Install the Requests module, download the image content in the process_item function, and replace it with the local image path when saving the database.
Use the ImagePipelines pipeline to download images.

Summary

The above is all the content of this article. I hope the content of this article has some reference and learning value for everyone's learning or work. If you have any questions, please leave a message to us, thank you for your support.

Related Article

Contact Us

The content source of this page is from Internet, which doesn't represent Alibaba Cloud's opinion; products and services mentioned on that page don't have any relationship with Alibaba Cloud.

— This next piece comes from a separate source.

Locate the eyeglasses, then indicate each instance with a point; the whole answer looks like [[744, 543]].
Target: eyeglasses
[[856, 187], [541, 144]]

If the content of the page makes you feel confusing, please write us an email, we will handle the problem within 5 days after receiving your email.

If you find any instances of plagiarism from the community, please send an email to: info-contact@alibabacloud.com and provide relevant evidence. A staff member will contact you within 5 working days.

A Free Trial That Lets You Build Big!

Start building with 50+ products and up to 12 months usage for Elastic Compute Service

  • Sales Support

    1 on 1 presale consultation

  • After-Sales Support

    24/7 Technical Support 6 Free Tickets per Quarter Faster Response

  • Alibaba Cloud offers highly flexible support services tailored to meet your exact needs.